In January 2024, EPO issued $2.0 billion aggregate principal amount of senior notes comprised of (i) $1.0 billion principal amount of senior notes due January 2027 (“Senior Notes HHH”) and (ii) $1.0 billion principal amount of senior notes due January 2034 (“Senior Notes III”).  Net proceeds from this offering were used by EPO for general company purposes, including for growth capital investments, and the repayment of debt (including the repayment of our $850 million principal amount of 3.90% Senior Notes JJ at their maturity in February 2024 and amounts outstanding under our commercial paper program).

In August 2024, EPO issued $2.5 billion aggregate principal amount of senior notes comprised of (i) $1.1 billion principal amount of senior notes due February 2035 (“Senior Notes JJJ”) and (ii) $1.4 billion principal amount of senior notes due February 2055 (“Senior Notes KKK”).  Net proceeds from this offering were used by EPO for general company purposes, including for growth capital investments, and the repayment of debt (including the repayment of our $1.15 billion principal amount of 3.75% Senior Notes MM at their maturity in February 2025).  EPO’s senior notes are unconditionally guaranteed on an unsecured and unsubordinated basis by the Partnership.
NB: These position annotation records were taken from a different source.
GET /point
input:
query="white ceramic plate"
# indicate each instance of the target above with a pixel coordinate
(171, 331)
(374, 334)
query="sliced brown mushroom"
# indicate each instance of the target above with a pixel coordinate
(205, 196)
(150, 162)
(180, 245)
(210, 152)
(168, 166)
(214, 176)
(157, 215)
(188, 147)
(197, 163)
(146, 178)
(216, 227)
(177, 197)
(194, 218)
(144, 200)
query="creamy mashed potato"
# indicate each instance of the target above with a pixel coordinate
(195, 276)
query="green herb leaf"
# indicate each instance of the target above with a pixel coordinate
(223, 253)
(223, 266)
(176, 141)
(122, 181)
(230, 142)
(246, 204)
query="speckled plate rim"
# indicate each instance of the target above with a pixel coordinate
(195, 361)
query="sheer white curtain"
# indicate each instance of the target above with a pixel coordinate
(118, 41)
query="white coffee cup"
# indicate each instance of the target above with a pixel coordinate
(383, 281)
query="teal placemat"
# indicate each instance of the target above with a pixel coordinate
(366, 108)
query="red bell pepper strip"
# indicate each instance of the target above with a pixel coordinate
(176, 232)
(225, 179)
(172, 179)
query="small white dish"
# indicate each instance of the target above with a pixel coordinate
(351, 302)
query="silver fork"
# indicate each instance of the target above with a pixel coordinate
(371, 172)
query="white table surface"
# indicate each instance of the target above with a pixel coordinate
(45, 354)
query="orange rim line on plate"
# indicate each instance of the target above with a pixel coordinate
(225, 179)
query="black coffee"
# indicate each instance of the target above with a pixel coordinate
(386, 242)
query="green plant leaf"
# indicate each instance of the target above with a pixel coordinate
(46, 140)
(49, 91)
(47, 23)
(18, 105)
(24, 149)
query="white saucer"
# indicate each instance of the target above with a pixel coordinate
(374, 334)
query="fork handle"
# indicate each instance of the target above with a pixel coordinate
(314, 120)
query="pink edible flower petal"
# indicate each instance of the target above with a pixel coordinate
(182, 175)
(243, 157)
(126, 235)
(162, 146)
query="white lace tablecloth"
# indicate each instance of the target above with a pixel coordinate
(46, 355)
EPO Junior Subordinated Notes
EPO’s payment obligations under its junior subordinated notes (“junior notes”) are subordinated to all of its current and future senior indebtedness.  The indenture agreement governing the junior notes allows EPO to defer interest payments on one or more occasions for up to ten consecutive years subject to certain conditions.  Subject to certain exceptions, during any period in which interest payments are deferred, neither the Partnership nor EPO can declare or make any distributions on any of our respective equity securities or make any payments on indebtedness or other obligations that rank equal with or are subordinate to the junior notes.  Each series of EPO’s junior notes rank equal with each other and generally are not redeemable by EPO while such notes bear interest at a fixed annual rate.

In connection with the issuance of EPO’s Junior Subordinated Notes C, EPO entered into a Replacement Capital Covenant in favor of covered debt holders (as defined in the underlying documents) pursuant to which EPO agreed, for the benefit of such debt holders, that it would not redeem or repurchase such junior notes unless such redemption or repurchase is made using proceeds from the issuance of certain securities.

EPO’s junior notes are unconditionally guaranteed on an unsecured and subordinated basis by the Partnership.

Letters of Credit

At December 31, 2024, EPO had $28 million of letters of credit outstanding primarily related to our insurance program.

Lender Financial Covenants

We were in compliance with the financial covenants of our consolidated debt agreements at December 31, 2024.

Parent-Subsidiary Guarantor Relationships

The Partnership acts as guarantor of the consolidated debt obligations of EPO.  If EPO were to default on any of its guaranteed debt, the Partnership would be responsible for full and unconditional repayment of such obligations.